The Confederates had all they wanted of charging across the field, and let us alone. But just to our left General Johnston had personally organized and started a heavy assaulting column. Overwhelmed by numbers, the Forty-first and Thirty-second Illinois gave way from the position they had so tenaciously held, but one of their last shots mortally wounded the Confederate general. The gallant Lieutenant-Colonel of the Forty-first, whom we had cheered as we moved out in the morning, was killed, and his regiment, broken and cut to pieces, did not renew the fight. Making that break in our line, after four or five hours of as hard fighting as ever occurred on this continent, was the turning point of the day. American had met American in fair, stand-up fight, and our side was beaten, because we could not reinforce the point which was assailed by the concentrated forces of the enemy.

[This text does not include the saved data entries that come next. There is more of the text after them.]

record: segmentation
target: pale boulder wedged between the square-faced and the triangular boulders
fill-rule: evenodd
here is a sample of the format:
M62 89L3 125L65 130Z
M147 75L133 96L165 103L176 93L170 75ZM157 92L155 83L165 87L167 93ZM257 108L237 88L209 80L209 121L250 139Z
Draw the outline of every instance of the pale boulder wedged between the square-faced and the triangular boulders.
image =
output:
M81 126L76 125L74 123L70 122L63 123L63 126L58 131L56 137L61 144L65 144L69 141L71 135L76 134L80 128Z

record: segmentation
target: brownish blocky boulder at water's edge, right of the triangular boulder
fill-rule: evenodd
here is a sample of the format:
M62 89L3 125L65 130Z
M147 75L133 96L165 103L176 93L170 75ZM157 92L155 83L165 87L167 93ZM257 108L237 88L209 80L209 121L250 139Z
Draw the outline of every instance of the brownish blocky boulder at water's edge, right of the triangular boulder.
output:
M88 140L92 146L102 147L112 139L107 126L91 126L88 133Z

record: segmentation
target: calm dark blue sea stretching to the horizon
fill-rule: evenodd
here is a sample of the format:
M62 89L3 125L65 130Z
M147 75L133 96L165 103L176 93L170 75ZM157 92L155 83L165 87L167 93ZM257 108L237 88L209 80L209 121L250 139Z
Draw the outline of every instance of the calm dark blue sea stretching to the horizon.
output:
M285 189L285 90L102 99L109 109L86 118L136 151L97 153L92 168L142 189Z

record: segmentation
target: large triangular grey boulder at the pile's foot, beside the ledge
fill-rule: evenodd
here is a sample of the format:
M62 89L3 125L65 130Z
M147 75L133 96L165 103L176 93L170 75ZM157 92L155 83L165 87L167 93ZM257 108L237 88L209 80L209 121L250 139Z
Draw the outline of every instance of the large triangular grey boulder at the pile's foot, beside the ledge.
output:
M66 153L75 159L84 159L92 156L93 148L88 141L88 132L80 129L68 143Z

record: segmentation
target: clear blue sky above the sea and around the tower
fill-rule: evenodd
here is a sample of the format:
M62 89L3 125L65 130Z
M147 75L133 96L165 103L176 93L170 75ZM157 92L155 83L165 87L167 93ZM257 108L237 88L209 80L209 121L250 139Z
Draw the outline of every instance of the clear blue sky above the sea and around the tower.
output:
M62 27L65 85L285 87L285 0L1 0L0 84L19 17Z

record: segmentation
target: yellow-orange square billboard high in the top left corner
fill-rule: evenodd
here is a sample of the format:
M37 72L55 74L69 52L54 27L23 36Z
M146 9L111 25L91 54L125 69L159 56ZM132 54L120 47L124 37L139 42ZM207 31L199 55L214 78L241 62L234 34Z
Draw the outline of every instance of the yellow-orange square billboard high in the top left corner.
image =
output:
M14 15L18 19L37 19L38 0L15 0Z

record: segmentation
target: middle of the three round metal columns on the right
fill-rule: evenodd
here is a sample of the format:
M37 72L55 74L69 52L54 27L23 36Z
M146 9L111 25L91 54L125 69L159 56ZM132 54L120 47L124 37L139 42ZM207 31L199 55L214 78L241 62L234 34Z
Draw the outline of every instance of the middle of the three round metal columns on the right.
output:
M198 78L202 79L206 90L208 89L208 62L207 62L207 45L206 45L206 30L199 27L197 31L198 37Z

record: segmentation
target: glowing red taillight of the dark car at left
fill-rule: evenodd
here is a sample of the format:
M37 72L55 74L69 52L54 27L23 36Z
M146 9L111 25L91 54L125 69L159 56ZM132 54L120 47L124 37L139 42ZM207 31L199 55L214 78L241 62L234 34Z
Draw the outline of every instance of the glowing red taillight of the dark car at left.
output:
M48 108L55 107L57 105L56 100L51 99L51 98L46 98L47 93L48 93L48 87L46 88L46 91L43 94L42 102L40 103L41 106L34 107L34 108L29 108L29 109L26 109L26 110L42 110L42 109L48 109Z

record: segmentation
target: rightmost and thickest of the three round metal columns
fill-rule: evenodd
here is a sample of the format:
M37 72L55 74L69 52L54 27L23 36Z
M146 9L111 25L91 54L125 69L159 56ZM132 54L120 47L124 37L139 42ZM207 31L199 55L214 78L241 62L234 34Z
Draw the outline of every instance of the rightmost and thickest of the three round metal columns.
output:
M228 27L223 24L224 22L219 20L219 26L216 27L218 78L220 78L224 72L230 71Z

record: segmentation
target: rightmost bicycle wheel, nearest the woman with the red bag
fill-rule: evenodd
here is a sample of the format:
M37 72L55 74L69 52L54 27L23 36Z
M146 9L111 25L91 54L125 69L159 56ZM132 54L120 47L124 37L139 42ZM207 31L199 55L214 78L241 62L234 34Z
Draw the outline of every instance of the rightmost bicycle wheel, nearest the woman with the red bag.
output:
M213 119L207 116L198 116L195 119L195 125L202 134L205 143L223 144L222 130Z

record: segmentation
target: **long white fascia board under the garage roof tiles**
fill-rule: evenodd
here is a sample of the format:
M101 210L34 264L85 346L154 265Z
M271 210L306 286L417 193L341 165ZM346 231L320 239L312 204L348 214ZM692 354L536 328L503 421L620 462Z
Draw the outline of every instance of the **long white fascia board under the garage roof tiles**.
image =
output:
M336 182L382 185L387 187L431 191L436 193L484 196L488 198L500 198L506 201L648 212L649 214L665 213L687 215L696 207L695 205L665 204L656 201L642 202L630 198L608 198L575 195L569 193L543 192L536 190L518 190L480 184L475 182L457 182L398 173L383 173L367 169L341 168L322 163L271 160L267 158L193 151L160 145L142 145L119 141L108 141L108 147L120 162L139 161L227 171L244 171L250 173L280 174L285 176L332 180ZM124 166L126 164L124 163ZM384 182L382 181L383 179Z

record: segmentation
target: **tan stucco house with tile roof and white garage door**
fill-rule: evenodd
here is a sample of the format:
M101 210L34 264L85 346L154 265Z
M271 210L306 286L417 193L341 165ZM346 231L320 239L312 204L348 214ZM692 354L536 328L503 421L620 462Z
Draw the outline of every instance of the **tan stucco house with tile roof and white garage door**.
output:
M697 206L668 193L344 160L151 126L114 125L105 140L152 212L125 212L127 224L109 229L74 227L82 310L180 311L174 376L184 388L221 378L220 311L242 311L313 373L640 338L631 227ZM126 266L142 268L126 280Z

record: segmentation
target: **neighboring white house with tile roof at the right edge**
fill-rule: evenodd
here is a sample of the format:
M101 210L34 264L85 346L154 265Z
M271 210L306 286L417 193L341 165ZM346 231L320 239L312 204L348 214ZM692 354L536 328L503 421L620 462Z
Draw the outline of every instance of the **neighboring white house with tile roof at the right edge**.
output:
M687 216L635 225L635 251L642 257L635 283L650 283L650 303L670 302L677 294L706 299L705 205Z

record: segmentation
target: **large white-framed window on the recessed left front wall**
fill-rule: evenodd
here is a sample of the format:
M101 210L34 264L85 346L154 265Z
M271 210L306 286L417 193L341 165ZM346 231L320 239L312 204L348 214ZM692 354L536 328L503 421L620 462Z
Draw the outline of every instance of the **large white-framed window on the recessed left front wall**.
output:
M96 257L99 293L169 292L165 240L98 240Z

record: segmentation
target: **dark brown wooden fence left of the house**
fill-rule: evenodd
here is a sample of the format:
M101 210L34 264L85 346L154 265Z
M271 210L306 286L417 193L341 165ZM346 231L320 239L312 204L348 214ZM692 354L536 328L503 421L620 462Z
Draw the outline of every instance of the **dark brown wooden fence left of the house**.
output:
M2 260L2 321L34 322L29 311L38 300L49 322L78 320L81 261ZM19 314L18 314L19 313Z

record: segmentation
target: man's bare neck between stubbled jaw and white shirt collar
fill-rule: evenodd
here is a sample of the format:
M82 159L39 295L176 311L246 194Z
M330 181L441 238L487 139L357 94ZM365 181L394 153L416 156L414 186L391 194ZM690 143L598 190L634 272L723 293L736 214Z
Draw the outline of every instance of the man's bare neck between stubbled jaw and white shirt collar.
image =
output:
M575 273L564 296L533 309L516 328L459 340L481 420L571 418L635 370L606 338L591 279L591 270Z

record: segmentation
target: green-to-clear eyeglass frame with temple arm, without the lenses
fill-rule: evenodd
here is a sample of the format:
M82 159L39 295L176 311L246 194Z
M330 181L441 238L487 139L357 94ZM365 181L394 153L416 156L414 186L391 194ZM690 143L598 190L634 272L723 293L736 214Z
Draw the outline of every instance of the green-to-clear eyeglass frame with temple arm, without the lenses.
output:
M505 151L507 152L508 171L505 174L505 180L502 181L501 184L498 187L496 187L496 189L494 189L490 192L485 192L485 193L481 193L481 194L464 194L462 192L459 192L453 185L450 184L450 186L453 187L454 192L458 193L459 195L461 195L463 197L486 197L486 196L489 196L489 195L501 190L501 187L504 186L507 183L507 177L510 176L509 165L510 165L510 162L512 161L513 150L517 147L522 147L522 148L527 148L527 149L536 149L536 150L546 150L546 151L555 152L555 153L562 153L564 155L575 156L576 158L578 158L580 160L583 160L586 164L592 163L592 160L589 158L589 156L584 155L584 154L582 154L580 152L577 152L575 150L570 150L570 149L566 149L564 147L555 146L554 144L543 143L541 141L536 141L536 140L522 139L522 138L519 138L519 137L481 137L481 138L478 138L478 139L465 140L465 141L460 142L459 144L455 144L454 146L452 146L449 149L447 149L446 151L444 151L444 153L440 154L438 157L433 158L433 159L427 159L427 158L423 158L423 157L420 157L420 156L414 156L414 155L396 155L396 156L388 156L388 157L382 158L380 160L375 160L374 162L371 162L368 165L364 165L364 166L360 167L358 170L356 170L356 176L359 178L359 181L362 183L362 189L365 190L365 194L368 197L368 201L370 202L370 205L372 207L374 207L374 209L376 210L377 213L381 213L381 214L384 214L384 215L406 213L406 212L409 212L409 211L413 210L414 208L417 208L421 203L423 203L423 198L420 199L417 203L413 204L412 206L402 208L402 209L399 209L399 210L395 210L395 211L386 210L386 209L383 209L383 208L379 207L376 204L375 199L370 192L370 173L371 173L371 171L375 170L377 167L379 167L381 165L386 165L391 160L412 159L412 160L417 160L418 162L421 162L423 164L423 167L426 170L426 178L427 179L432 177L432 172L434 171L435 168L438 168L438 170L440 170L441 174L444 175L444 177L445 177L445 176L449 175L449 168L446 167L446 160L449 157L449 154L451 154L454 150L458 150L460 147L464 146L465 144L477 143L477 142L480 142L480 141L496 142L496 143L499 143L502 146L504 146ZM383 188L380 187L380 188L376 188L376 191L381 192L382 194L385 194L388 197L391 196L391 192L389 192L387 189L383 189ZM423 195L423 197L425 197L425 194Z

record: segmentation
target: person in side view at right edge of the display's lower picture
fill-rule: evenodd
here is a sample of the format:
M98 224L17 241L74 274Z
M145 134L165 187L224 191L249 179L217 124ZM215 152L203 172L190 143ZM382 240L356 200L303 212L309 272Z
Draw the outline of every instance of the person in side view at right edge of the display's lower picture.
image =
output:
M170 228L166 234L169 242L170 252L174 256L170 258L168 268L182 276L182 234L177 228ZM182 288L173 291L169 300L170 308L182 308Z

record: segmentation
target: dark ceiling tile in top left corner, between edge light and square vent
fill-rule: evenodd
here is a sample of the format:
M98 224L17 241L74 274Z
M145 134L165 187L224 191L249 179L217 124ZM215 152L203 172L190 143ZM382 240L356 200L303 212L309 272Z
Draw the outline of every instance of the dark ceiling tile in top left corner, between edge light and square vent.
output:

Of course, the giving way on our left necessitated our abandoning the side of the field from whence we had annihilated an assaulting column. We moved back a short distance in the woods, and a crowd of our enemies promptly occupied the position we had left. Then began the first real, prolonged fighting experienced by our regiment that day. Our success in crushing the first attack had exhilarated us. We had tasted blood and were thoroughly aroused. Screening ourselves behind every log and tree, all broken into squads, the enemy broken up likewise, we gave back shot for shot and yell for yell. The very madness of bloodthirstiness possessed us. To kill, to exterminate the beings in front of us was our whole desire. Such energy and force was too much for our enemies, and ere long we saw squads of them rising from the ground and running away. Again there was no foe in our front. Ammunition was getting short, but happily a wagon came up with cartridges, and we took advantage of the lull to fill our boxes. We had not yet lost many men and were full of fight.